OPINION:
We may regret the decline of bookstores and blame Amazon for it. However, I observe many at the beach forgoing books and intermittently perusing newspapers and magazines for something stimulating to daydream. For those with lazy vacation eyes, let me offer my short form — five forces that will reshape our civilization by 2030.
• Reworking democracy
In the 20th century, free market, democratic societies proved remarkably more nimble and outperformed more autocratic, collectivist states. In recent decades, however, populism has inspired governments to hamstring businesses and redistribute income in ways that discourage investment and the skills acquisition needed to thrive through new technologies. Meanwhile, China’s state-direct capitalism and autocratic government has proven better able to nurture new industries and inspire a strong work ethic.
China and oligarchy will triumph if western democracies don’t learn to better manage tradeoffs between welfare and efficiency and again accomplish robust growth.
• Artificial intelligence
Automation does not eliminate occupations as much as it makes workers more productive — tractors replaced farmers with 40 acres with those working 400 acres. Those displaced went to cities to work in factories and stores.
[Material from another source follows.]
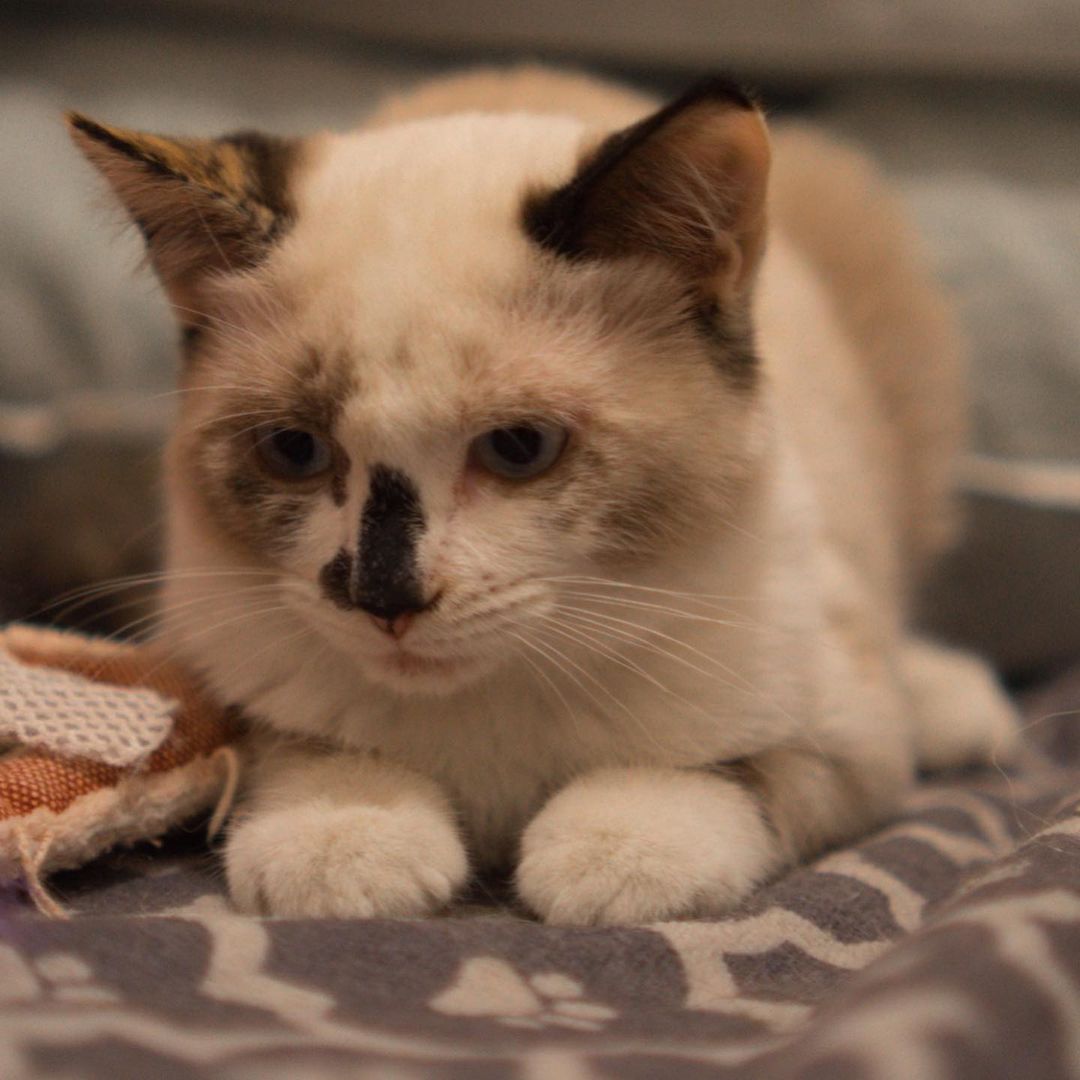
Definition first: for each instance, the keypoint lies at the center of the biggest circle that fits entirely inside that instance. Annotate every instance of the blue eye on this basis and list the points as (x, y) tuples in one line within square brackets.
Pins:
[(520, 451), (292, 453)]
We have been enhancing the productivity of clerical workers with machines since the typewriter, but now computers and apps have extended this trend into the professional ranks. Machines that can think — analyzing big data to read shoppers’ preferences to aid fashion designers and programs like Watson that reduce the time doctors need to make tough diagnoses and design treatments — will become as commonplace as upscale smartphones.
These will boost personal productivity and quality of life but also create a sharp dichotomy between folks with quite advanced skills and ownership of intellectual property and others who will be stuck in service jobs — restaurants, dry cleaners and the like — with obvious tensions for inequality.
• Blending machines and human beings
Artificial intelligence will never fully replace the human mind, because electronic devices are only as good as the information that we let them access. However, soon wearable devices — and within a few decades, tiny chips and processors attached to human brains — will be commonplace. By mere concentration, we will be on-line and accomplish computer-assisted access to information, analytics and communication.
Already better educated people are living much longer. DNA and stem cell research will make organ replacement and enhancement routine and combined with wired and AI-assisted brains, a more durable and intelligent human race will be a reality, not science fiction.
With education extending well into our 20s, societies cannot afford to retire people in their 60s and pay pensions into their 90s. Computer implants that repair and enhance brain functions will combat dementia to make life more productive and rewarding longer.
• Immigration
Modern birth control choices and the cost of educating children into their mid-20s are forcing down birth rates. In turn, that forces wealthier societies in Europe and North America to accept immigrants from less-affluent and politically-troubled societies who bring different religious traditions and expectations of government.
Advanced societies lack adequate mechanisms for assimilating newcomers and are clumsy at imparting national values — consider the electoral backlash against immigration. However, the failure to accept these newcomers would spell stagnation and perhaps eventual collapse — too many old people to support, not enough young ones to work, as is creeping up on Japan.
Ultimately, politicians’ impulse to placate whoever has a vote, regardless of long-term consequences, poses another threat to the preservation of democratic capitalism.
• Climate Change
Humans are unique among species in their ability to change their environment, and have been adapting to natural climate cycles since the Ice Age and before.
Local populations fell to extinction or conquest if they failed to cope. Now global warming compels humanity to address — if not through formal cooperation then rather through parallel complementary actions — rising atmospheric temperatures. Otherwise Darwinian competition among societies for hospitable places to live could set back humanity as did the black plague or collapse of Rome.
While consideration of a carbon free society should be relegated to Star Wars fantasies, low carbon and an end to liquid petroleum for most forms of transportation and power generation is within our grasp. The electric car, solar panel and now the global market for liquefied natural gas — which is becoming increasingly abundant and practical — offer us the solutions.
• Peter Morici is an economist and professor at the Smith School of Business, University of Maryland, and a national columnist.